How Can We Communicate Better At Work?

by Department of Agriculture: Animal and Plant Health Inspection
Have you ever received or given ambiguous instructions? Do you always provide information through memos or other written communication? Are poor cooperation, lower productivity, tension, gossip and/or rumors the results?

Experience shows that there are many ways we can enhance our communication skills. For the next 30 days try some new techniques and follow the tips for good communication listed below and see the difference!

Communication is a two-way process. The speaker gives information and the listener provides feedback. If the listener does not provide feedback, then the speaker must ask for it. Example: As the listener, paraphrase what you hear the speaker saying or ask questions to clarify. If the speaker asks for feedback, he/she might say, Awhat are your thoughts on this proposal?

Understand that not everyone is going to agree with you. Respect other people’s ideas.

Communicate purposefully. Think about what you want to convey and ask yourself if your message is clear. Ambiguity is generally caused by failure to be specific. Example: Instead of saying, I need this report next week, say what you really mean, AI need it Monday morning. In the first example, the employee may operate under the assumption that any time next week is fine, but will fall short of your expectations when the report is not completed by Monday morning.

Be reliable. Managers and employees who lack credibility fail to create open lines of communication and inhibit the growth of trust. For example: If you say you are going to do something by a certain date, do it. If something beyond your control interferes with accomplishment of the task, tell the person before the due date to avoid catching them off guard.

There is no substitute for face-to-face communication with employees. Written communications such as memos, electronic mail and posting items on a bulletin board are not as successful as personal contact even though they are all effective means of communicating some types of information.

Really listen to your employees and colleagues; acknowledge their input and show respect when they speak. People tend to feel more a part of the team and will be more productive. Example: Ask questions to show your interest and acknowledge feelings.

Providing current information to employees helps them to feel like an integral part of the organization.

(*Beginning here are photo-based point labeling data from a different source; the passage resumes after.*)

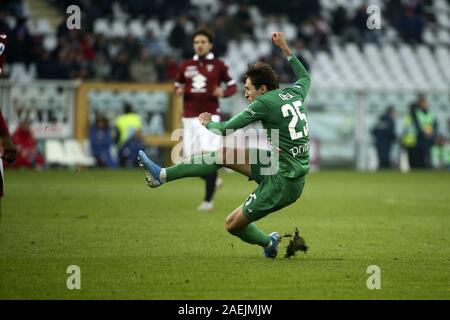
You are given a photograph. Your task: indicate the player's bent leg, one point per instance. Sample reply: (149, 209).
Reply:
(236, 159)
(240, 226)
(195, 166)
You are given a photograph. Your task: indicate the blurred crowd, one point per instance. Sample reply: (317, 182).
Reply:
(422, 145)
(82, 54)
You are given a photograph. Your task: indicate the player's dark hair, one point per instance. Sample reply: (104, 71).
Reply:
(262, 74)
(203, 32)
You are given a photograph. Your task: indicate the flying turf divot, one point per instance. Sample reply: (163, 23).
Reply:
(297, 243)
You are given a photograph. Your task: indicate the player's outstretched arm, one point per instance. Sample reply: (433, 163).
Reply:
(303, 77)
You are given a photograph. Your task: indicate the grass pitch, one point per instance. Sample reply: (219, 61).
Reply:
(135, 243)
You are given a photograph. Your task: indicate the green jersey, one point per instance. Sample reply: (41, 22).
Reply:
(280, 111)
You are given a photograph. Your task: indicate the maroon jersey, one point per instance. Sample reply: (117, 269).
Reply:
(200, 77)
(3, 42)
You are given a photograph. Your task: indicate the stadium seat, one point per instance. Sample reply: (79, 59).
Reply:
(101, 26)
(137, 28)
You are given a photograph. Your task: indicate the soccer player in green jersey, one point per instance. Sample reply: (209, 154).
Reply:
(280, 180)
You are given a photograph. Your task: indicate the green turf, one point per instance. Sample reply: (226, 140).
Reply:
(132, 242)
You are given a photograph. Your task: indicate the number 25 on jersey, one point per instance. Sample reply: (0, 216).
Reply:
(294, 110)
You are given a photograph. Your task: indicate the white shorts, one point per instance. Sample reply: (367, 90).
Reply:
(197, 139)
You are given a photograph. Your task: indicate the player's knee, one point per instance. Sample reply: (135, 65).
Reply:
(230, 226)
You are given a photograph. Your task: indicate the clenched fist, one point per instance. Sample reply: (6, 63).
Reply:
(204, 118)
(279, 40)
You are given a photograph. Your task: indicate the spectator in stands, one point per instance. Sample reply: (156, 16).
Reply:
(127, 126)
(340, 20)
(359, 22)
(243, 19)
(28, 155)
(19, 43)
(101, 142)
(155, 46)
(132, 47)
(409, 136)
(171, 68)
(411, 26)
(441, 153)
(426, 133)
(143, 69)
(4, 26)
(384, 134)
(120, 70)
(101, 69)
(178, 37)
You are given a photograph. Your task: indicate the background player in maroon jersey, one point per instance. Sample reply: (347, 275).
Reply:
(199, 81)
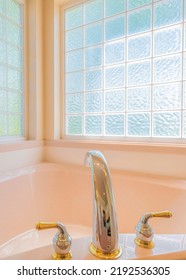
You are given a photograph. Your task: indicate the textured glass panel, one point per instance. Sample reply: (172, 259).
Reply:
(167, 12)
(167, 41)
(93, 125)
(2, 52)
(73, 17)
(139, 124)
(167, 69)
(114, 52)
(114, 77)
(93, 57)
(2, 28)
(137, 3)
(2, 76)
(111, 8)
(74, 82)
(2, 125)
(139, 47)
(114, 28)
(74, 39)
(2, 101)
(93, 80)
(93, 102)
(139, 98)
(14, 11)
(139, 21)
(15, 79)
(74, 61)
(139, 73)
(184, 94)
(166, 124)
(14, 57)
(14, 125)
(14, 102)
(184, 124)
(74, 125)
(93, 34)
(93, 11)
(74, 103)
(14, 34)
(114, 125)
(114, 101)
(167, 96)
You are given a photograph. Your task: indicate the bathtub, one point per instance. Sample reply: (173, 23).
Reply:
(61, 192)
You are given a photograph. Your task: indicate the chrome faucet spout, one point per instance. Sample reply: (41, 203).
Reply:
(105, 227)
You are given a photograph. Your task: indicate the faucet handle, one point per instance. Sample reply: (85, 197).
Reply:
(144, 232)
(61, 242)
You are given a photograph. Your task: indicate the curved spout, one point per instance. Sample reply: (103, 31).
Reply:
(105, 227)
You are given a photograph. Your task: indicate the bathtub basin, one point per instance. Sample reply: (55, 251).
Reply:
(59, 192)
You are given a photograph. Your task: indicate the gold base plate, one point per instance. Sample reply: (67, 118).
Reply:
(144, 244)
(61, 257)
(105, 256)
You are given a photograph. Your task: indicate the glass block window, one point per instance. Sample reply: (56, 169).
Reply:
(125, 68)
(11, 69)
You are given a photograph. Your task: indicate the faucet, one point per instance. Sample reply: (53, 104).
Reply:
(104, 243)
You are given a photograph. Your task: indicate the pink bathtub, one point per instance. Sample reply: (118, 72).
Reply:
(58, 192)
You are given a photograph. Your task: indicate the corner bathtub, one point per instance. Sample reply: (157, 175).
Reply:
(59, 192)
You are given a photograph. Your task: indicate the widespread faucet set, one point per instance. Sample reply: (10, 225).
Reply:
(104, 243)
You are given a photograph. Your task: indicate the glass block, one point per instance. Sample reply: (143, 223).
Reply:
(14, 57)
(2, 52)
(184, 124)
(3, 131)
(114, 125)
(167, 40)
(93, 102)
(2, 101)
(74, 39)
(115, 28)
(74, 125)
(2, 76)
(2, 27)
(167, 96)
(73, 17)
(167, 12)
(14, 11)
(184, 94)
(93, 11)
(139, 99)
(14, 102)
(139, 73)
(114, 77)
(111, 8)
(167, 69)
(166, 124)
(93, 80)
(14, 34)
(115, 52)
(93, 34)
(132, 4)
(15, 80)
(93, 57)
(74, 61)
(93, 125)
(139, 47)
(139, 21)
(14, 125)
(115, 101)
(138, 124)
(74, 103)
(74, 82)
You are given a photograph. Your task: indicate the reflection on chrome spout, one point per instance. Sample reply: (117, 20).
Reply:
(105, 228)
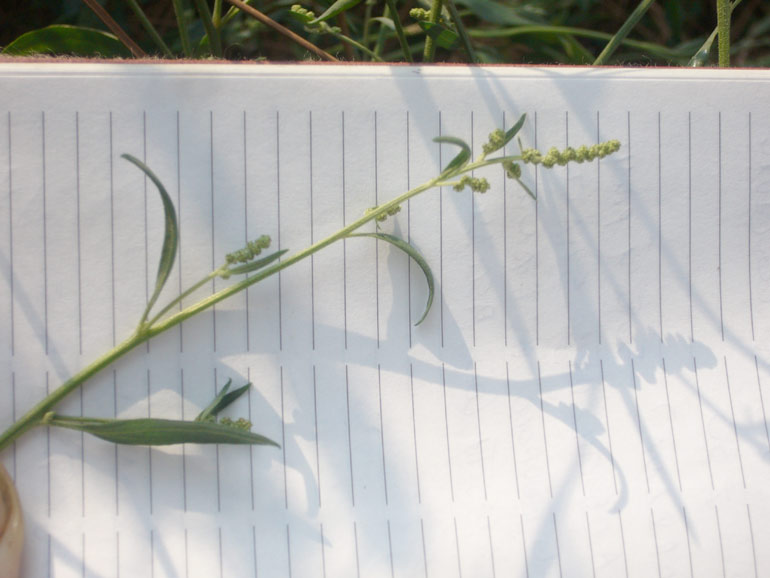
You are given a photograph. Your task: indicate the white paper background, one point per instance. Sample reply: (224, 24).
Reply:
(586, 398)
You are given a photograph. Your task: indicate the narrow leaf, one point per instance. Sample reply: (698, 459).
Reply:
(414, 254)
(444, 37)
(462, 157)
(222, 400)
(258, 264)
(334, 9)
(170, 237)
(160, 432)
(513, 131)
(62, 39)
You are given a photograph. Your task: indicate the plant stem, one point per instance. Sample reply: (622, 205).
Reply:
(430, 45)
(181, 24)
(620, 35)
(723, 27)
(150, 29)
(35, 415)
(399, 30)
(156, 326)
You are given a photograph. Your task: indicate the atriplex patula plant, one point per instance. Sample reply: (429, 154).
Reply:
(251, 263)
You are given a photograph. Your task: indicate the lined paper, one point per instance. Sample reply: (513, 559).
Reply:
(587, 397)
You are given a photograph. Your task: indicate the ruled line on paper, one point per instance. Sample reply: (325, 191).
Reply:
(749, 232)
(719, 225)
(10, 243)
(671, 424)
(630, 293)
(568, 255)
(510, 424)
(735, 426)
(45, 235)
(660, 230)
(478, 423)
(312, 232)
(703, 422)
(598, 235)
(77, 217)
(382, 434)
(577, 435)
(473, 250)
(414, 435)
(639, 424)
(446, 426)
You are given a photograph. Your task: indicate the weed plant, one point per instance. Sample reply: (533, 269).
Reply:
(674, 32)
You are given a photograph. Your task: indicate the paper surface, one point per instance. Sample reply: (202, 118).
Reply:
(587, 397)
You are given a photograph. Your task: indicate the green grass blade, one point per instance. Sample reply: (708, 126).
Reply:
(170, 237)
(159, 432)
(462, 157)
(461, 31)
(223, 399)
(416, 256)
(212, 32)
(73, 40)
(149, 28)
(184, 34)
(624, 31)
(338, 7)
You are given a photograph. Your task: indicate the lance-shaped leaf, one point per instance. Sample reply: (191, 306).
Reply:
(495, 145)
(258, 264)
(462, 157)
(334, 9)
(222, 400)
(170, 237)
(444, 37)
(159, 432)
(414, 254)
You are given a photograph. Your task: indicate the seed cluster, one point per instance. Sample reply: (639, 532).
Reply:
(578, 155)
(251, 250)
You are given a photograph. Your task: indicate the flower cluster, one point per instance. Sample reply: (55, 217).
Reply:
(240, 423)
(476, 185)
(496, 142)
(578, 155)
(251, 250)
(389, 213)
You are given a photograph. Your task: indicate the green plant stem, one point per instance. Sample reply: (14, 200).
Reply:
(181, 24)
(430, 46)
(150, 28)
(156, 326)
(211, 31)
(723, 27)
(621, 34)
(461, 31)
(399, 30)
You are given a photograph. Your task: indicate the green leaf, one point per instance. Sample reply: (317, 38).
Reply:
(414, 254)
(159, 432)
(62, 39)
(334, 9)
(222, 400)
(170, 237)
(498, 13)
(514, 130)
(258, 264)
(444, 37)
(462, 157)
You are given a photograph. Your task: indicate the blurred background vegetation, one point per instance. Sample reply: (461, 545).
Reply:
(666, 32)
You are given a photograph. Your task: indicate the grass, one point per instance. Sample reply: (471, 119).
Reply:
(628, 32)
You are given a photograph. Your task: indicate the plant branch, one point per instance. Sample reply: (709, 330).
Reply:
(264, 19)
(115, 28)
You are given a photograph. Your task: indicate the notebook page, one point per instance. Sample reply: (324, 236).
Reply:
(587, 396)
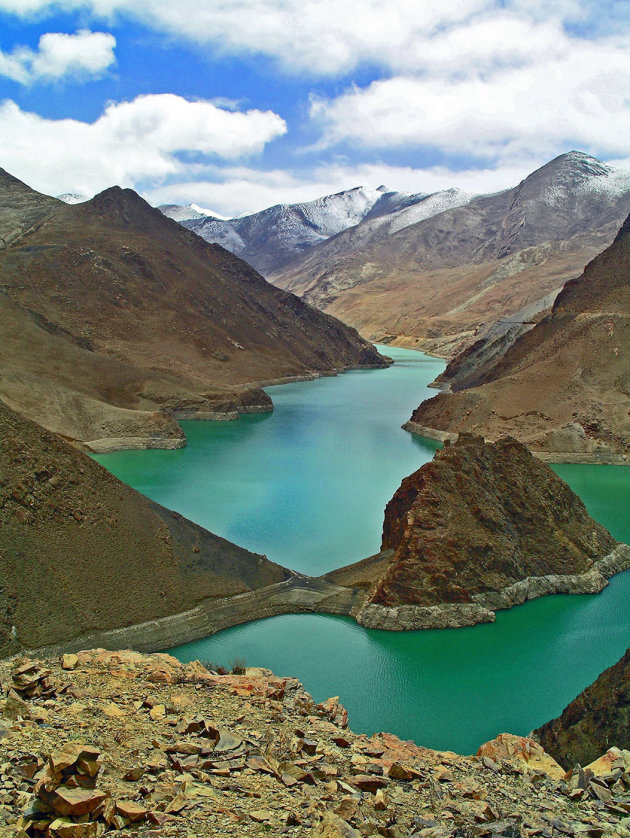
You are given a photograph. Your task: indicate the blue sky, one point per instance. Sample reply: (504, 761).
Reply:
(240, 104)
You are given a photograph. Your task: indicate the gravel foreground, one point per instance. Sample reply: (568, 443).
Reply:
(101, 742)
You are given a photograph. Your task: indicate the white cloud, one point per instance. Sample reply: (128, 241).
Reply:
(327, 37)
(130, 142)
(82, 55)
(321, 37)
(574, 97)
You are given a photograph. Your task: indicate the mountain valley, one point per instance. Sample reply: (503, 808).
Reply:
(114, 319)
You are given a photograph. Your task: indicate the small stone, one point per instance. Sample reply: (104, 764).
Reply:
(368, 782)
(380, 801)
(69, 661)
(73, 802)
(261, 815)
(130, 810)
(16, 707)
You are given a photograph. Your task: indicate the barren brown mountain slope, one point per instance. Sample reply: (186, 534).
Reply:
(483, 526)
(599, 716)
(119, 743)
(108, 307)
(435, 284)
(82, 552)
(563, 388)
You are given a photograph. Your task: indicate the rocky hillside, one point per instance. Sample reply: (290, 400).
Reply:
(563, 387)
(599, 716)
(438, 283)
(109, 312)
(82, 553)
(274, 237)
(102, 742)
(482, 527)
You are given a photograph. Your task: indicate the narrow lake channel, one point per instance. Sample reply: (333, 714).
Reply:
(307, 486)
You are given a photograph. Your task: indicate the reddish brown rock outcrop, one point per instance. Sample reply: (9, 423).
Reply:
(484, 526)
(221, 759)
(599, 718)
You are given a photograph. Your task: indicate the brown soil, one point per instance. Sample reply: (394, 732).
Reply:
(80, 551)
(160, 748)
(479, 518)
(435, 284)
(109, 306)
(562, 387)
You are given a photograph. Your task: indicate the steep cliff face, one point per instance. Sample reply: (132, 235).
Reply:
(563, 387)
(108, 308)
(485, 526)
(82, 552)
(599, 718)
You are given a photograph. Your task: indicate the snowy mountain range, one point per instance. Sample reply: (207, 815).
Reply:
(271, 239)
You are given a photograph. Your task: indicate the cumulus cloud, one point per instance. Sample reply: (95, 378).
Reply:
(574, 96)
(82, 55)
(131, 142)
(326, 37)
(321, 37)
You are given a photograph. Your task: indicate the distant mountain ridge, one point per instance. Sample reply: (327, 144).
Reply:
(437, 283)
(114, 319)
(270, 239)
(562, 388)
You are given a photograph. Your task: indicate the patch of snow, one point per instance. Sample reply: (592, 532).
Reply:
(72, 198)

Withholding information fosters distrust and allows rumors to perpetuate.


The following examples provide you with tips to improve your communication skills and cites examples of barriers to avoid in your communication with others.

TIPS FOR EFFECTIVE COMMUNICATION

1. Listen attentively
2. Ask questions and invite questions
3. Provide feedback to others and ask for feedback
4. Be tolerant of others
5. Be honest
6. Demonstrate respect by being open
7. Clarify your own ideas before communicating
8. Communicate purposely - Focus on your real message
9. Consider the timing, setting, and social climate
10. Acknowledge the other person’s perspectives and explain your own perspectives
11. Consult others when planning to communicate
12. Be cognizant of your tone, expression, and receptiveness
13. Demonstrate empathy
14. Have a sense of humor
15. Look for a common goal (s)
16. Ensure that your actions support your communications
17. Put yourself in the other person’s shoes
18. Communicate not only for today, but for the future as well



OBSTACLES TO EFFECTIVE COMMUNICATION

1. Poor listening skills
2. Lack of interest
3. Lack of trust
4. Stereotyping
5. Power struggle
6. Intimidation
7. Inability to understand the other party or no desire to understand the other party
8. Avoiding the issues
9. Mechanical problems - inadequate PA system, problems with integrative technology
10. Language barriers
11. Low self-concept
12. Defensiveness
13. Inaccurate assumptions
In May, 1996, APHIS employees were notified of the creation of a new program called Conflict Prevention and Resolution (CPR). CPR became operational on June 3, 1996. The focus of the program is mediation, a form of conflict resolution which uses a neutral third party to assist in the resolution process.